Peer-reviewed veterinary case report
Congenital cystic polypoid rectal hamartoma in a newborn foal.
- Journal:
- Veterinary pathology
- Year:
- 2004
- Authors:
- Dunkel, B et al.
- Affiliation:
- University of Pennsylvania · United States
- Species:
- horse
Plain-English summary
A newborn foal was found to have rectal bleeding and was diagnosed with a mass in the rectum and a condition where part of the intestine folds into itself, called intussusception. During surgery, the mass was examined and found to have fluid-filled spaces lined with specific cells, surrounded by muscle tissue. While the mass had some similarities to conditions seen in humans, it didn't completely match any known conditions.
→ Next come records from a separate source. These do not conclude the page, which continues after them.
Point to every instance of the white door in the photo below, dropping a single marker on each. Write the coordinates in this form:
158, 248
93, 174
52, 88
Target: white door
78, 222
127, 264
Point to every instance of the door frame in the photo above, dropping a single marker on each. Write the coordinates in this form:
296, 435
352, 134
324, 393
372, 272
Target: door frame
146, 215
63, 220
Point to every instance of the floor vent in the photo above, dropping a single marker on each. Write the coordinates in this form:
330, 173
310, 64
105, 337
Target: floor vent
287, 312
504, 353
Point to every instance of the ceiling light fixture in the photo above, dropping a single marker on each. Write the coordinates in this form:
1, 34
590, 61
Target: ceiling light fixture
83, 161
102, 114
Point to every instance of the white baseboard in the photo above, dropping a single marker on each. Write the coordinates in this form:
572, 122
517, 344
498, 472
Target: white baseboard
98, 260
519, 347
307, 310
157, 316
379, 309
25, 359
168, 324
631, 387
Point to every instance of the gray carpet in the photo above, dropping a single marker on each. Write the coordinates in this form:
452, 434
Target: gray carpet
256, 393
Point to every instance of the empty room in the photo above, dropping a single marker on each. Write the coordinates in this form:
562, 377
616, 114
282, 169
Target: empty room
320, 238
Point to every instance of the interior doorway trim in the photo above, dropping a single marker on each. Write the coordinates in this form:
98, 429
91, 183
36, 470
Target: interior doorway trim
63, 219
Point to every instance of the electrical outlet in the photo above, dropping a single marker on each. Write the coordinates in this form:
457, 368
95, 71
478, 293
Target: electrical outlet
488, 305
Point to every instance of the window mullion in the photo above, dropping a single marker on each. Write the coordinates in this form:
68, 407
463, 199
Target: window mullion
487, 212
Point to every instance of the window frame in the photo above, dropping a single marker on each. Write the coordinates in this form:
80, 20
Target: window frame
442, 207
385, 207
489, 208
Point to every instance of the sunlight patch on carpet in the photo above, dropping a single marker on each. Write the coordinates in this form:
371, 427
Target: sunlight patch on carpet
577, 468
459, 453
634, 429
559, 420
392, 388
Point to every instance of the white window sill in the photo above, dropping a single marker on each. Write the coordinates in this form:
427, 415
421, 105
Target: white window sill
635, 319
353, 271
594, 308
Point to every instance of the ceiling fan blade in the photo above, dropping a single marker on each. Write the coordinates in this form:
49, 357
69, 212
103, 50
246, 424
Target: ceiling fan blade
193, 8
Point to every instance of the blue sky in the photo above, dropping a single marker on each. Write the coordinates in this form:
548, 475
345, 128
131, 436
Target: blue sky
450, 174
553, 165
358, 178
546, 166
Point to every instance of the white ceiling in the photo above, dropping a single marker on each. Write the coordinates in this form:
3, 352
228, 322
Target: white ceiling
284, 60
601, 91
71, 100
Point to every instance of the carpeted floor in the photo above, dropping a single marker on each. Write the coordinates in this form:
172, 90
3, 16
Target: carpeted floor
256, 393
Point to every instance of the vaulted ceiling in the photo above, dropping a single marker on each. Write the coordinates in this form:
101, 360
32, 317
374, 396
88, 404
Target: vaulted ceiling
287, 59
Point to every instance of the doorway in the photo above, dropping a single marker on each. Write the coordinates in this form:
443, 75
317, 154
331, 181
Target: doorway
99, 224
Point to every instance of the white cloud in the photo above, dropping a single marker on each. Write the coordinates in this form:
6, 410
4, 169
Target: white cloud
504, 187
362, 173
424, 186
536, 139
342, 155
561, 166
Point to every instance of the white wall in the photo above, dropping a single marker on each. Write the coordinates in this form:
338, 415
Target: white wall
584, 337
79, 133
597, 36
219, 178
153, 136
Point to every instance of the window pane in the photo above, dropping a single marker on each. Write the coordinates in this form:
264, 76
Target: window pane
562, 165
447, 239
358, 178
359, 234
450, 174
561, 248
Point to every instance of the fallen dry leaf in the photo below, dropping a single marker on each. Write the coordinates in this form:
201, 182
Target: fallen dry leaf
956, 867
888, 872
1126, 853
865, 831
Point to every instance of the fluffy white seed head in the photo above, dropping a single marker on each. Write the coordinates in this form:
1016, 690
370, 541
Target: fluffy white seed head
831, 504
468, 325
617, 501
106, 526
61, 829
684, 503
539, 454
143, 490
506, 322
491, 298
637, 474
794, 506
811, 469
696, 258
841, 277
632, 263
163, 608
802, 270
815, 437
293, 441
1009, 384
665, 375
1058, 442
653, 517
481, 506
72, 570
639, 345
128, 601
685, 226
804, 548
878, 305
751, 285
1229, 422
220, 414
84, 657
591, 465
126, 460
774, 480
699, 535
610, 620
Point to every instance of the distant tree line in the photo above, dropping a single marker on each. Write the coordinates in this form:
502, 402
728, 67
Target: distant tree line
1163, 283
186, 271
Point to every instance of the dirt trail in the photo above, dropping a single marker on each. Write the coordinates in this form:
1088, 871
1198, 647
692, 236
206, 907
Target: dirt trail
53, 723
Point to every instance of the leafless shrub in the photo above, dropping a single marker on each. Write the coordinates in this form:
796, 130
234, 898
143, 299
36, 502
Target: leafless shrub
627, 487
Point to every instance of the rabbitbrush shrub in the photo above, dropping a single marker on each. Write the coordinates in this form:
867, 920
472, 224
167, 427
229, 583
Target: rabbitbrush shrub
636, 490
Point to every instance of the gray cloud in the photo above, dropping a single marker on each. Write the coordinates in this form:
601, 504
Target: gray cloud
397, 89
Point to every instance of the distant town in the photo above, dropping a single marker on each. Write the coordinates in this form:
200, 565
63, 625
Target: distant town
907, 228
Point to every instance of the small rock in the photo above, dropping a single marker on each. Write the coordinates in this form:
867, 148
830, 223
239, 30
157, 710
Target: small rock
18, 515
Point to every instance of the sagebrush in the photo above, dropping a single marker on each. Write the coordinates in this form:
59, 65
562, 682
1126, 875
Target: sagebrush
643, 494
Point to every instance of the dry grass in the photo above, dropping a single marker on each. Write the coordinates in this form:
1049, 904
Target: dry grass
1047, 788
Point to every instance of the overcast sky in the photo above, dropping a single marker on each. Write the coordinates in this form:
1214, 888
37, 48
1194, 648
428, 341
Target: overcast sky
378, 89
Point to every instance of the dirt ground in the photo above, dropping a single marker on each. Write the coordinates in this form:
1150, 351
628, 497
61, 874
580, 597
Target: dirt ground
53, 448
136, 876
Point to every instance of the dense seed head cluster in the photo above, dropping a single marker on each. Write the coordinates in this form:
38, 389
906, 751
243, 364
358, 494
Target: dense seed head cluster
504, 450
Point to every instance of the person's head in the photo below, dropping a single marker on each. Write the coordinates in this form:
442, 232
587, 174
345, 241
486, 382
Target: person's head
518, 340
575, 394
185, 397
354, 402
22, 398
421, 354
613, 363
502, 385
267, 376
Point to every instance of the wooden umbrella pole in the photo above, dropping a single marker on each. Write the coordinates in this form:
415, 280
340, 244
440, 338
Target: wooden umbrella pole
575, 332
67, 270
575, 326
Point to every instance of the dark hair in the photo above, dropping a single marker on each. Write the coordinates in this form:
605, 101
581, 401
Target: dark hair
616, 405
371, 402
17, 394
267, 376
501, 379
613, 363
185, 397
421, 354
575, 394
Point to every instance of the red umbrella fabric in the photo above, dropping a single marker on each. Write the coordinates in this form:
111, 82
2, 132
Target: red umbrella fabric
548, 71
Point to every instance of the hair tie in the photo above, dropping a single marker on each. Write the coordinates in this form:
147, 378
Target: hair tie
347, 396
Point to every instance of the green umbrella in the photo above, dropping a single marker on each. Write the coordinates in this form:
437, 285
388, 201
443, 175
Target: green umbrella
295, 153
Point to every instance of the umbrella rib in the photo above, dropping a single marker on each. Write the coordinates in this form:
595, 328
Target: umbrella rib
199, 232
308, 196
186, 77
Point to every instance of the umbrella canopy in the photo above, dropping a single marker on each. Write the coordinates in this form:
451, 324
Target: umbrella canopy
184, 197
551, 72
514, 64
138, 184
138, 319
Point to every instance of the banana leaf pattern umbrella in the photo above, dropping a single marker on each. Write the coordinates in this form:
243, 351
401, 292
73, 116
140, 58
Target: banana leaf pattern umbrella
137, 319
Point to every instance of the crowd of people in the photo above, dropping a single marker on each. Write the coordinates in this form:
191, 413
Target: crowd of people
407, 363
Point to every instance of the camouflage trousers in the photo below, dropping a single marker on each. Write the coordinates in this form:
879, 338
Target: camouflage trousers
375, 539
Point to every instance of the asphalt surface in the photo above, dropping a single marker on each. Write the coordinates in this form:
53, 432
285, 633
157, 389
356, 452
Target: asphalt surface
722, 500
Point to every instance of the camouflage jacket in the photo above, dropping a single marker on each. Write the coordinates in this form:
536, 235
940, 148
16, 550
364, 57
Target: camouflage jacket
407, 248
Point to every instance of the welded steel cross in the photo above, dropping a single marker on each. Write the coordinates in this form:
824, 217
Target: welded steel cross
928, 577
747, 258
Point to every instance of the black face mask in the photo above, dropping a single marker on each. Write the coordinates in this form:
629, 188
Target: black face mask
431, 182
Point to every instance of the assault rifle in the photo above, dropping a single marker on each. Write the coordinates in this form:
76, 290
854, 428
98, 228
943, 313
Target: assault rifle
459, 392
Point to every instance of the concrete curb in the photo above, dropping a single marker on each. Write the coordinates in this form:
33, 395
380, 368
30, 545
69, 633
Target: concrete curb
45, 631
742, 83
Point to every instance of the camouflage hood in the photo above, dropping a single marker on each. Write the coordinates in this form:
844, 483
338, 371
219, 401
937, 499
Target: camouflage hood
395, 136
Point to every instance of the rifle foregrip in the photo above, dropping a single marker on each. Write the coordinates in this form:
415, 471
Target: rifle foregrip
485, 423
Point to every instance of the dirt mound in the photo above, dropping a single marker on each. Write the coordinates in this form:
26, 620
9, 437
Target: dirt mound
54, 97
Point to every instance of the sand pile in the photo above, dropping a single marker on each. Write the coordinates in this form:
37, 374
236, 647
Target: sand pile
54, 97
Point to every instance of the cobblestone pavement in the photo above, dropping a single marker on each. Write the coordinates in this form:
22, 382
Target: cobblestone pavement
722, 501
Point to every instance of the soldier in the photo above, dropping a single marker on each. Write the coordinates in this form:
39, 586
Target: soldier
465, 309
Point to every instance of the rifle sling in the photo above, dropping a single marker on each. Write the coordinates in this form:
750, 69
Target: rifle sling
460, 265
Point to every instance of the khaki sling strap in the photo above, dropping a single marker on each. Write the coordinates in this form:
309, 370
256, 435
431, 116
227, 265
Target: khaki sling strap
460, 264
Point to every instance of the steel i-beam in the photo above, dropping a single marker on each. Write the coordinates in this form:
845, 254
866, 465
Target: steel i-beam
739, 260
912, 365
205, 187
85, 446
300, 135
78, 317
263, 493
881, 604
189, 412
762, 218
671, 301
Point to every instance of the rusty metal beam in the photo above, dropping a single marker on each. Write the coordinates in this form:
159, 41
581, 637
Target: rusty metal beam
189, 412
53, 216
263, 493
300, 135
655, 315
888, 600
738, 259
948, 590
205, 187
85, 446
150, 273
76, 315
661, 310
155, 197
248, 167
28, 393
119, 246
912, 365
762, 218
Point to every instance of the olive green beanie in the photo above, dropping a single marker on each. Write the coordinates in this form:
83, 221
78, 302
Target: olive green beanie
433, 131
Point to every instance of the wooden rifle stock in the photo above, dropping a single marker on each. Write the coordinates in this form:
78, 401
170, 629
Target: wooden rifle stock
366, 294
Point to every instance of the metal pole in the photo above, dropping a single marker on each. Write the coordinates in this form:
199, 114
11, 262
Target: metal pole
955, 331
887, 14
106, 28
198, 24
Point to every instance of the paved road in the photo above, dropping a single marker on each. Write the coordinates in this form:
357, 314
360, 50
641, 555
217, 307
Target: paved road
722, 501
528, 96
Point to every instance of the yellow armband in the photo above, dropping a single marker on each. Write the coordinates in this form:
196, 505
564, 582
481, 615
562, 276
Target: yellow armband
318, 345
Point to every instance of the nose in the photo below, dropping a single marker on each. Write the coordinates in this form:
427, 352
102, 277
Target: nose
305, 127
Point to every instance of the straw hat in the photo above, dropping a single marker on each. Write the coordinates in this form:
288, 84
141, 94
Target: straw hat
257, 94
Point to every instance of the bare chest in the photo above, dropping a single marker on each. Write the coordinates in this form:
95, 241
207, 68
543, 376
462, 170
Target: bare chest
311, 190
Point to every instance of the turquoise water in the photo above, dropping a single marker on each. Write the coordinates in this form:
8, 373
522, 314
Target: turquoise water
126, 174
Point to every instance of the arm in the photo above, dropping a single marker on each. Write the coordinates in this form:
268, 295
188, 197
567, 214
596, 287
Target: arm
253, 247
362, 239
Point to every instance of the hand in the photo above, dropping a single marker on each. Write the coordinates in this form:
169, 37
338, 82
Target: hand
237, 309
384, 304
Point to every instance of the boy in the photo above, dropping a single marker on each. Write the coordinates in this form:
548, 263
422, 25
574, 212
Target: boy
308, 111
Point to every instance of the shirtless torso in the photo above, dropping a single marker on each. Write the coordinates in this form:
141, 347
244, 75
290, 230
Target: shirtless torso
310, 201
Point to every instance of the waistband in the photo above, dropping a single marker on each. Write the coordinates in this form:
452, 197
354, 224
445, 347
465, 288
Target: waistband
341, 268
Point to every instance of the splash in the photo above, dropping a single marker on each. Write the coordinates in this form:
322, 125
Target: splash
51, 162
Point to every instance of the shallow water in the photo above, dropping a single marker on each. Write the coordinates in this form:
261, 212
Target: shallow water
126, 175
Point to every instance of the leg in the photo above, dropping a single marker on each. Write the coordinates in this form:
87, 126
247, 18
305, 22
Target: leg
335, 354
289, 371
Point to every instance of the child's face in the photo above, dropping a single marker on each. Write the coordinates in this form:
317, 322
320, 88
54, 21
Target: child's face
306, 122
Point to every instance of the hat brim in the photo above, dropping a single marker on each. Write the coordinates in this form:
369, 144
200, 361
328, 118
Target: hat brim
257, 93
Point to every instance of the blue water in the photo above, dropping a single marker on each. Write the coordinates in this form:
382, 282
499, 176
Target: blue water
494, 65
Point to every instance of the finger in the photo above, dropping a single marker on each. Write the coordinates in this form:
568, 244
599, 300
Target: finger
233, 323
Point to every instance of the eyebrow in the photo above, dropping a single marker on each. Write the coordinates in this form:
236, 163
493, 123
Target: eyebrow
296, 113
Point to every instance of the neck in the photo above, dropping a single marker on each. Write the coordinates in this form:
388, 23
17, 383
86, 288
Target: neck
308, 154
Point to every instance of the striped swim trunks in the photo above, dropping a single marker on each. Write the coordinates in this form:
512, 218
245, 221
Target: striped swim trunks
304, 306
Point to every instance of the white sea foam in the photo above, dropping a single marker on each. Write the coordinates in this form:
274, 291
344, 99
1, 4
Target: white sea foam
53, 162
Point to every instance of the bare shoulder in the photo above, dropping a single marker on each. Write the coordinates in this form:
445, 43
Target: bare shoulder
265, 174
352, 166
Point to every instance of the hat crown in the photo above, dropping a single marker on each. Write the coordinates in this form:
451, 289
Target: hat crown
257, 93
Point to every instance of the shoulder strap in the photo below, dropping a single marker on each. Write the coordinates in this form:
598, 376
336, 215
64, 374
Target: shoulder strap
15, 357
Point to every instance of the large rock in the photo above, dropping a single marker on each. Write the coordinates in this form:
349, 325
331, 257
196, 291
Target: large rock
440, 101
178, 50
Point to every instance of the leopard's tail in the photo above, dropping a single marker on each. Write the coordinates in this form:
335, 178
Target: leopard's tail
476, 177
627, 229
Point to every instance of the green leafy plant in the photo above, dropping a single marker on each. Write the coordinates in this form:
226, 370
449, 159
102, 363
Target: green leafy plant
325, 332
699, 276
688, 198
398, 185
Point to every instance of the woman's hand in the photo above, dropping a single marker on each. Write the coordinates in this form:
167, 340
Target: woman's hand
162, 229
The treatment involved surgical exploration, but the abstract does not specify the outcome of the surgery or the foal's recovery.
Abstract
A neonatal foal with signs of rectal bleeding was diagnosed with an intraluminal rectal mass and intussusception on surgical exploration of the abdomen. Histologically, the mass consisted of cystic spaces lined by simple columnar epithelium with numerous goblet cells and was surrounded by thin bands of smooth muscle in a myxomatous stroma. Although the mass shared similarities with retrorectal cystic hamartoma (tailgut cyst) and juvenile polyps, described in human medicine, location and histologic findings were not entirely consistent with either condition.